Prof. Jungmann behauptete im Vorwort seines Buches, dieses habe sein
Entstehen den "bösen Zeiten" zu verdanken, die der Nationalsozialismus
Adolf Hitlers über die Klöster gebracht habe. Durch die
Klosteraufhebung habe Jungmann Zeit zum Schreiben des Buches bekommen.

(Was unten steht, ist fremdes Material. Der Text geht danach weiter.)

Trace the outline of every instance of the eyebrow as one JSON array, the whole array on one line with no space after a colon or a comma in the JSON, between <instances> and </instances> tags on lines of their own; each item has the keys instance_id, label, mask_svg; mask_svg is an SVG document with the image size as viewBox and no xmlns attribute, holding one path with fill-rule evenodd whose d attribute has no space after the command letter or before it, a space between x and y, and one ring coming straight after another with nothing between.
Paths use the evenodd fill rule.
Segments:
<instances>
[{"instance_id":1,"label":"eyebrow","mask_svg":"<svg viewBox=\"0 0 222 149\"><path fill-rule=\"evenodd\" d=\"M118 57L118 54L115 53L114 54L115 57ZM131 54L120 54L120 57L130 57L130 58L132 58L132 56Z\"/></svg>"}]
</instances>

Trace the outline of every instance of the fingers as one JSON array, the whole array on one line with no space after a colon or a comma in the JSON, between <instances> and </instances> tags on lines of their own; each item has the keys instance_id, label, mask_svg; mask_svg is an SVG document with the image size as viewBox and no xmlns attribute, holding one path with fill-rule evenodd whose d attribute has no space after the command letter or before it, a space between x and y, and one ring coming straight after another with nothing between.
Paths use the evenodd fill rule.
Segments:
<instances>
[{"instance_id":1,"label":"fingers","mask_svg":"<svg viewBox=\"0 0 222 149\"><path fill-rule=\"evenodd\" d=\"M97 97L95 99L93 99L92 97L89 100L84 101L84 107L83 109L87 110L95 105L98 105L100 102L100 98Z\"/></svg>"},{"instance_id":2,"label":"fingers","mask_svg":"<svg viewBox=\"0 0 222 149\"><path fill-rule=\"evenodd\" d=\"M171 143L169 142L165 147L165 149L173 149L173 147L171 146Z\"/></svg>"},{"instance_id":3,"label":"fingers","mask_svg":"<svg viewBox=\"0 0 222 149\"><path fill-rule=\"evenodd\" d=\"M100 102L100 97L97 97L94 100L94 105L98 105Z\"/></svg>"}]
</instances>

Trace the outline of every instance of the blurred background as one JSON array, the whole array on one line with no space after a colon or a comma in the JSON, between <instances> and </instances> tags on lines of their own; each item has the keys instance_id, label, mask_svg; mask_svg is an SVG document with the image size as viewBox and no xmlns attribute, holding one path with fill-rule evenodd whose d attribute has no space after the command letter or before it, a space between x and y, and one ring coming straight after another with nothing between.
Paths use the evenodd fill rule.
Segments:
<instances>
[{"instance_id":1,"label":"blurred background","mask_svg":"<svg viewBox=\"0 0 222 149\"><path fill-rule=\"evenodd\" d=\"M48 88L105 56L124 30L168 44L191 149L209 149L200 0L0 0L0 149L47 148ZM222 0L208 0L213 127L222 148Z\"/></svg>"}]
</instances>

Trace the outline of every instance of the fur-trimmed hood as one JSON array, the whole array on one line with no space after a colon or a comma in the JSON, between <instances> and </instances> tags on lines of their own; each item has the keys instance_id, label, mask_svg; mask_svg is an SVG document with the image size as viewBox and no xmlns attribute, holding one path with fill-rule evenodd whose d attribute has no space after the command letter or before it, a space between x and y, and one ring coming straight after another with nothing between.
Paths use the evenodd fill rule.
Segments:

Das Letztere mag wahr sein: Die Zeit zum Schreiben hat Jungmann auf
diese Weise bekommen. Aber das erste ist nicht wahr: Jungmanns Buoh
verdankt sein Entstehen nicht den "bösen Zeiten" sondern der bösen
Abneigung des Herrn Professors gegen die heilige Messe Papst Pius' V.
und dem Ungehorsam gegenüber Papst Pius XII., der zwei Jahre vor der
Veröffentlichung von Jungmanns Buch dessen Ideen klar und deutlich als Irrtum bezeichnet hatte (vgl. "Mediator Dei".)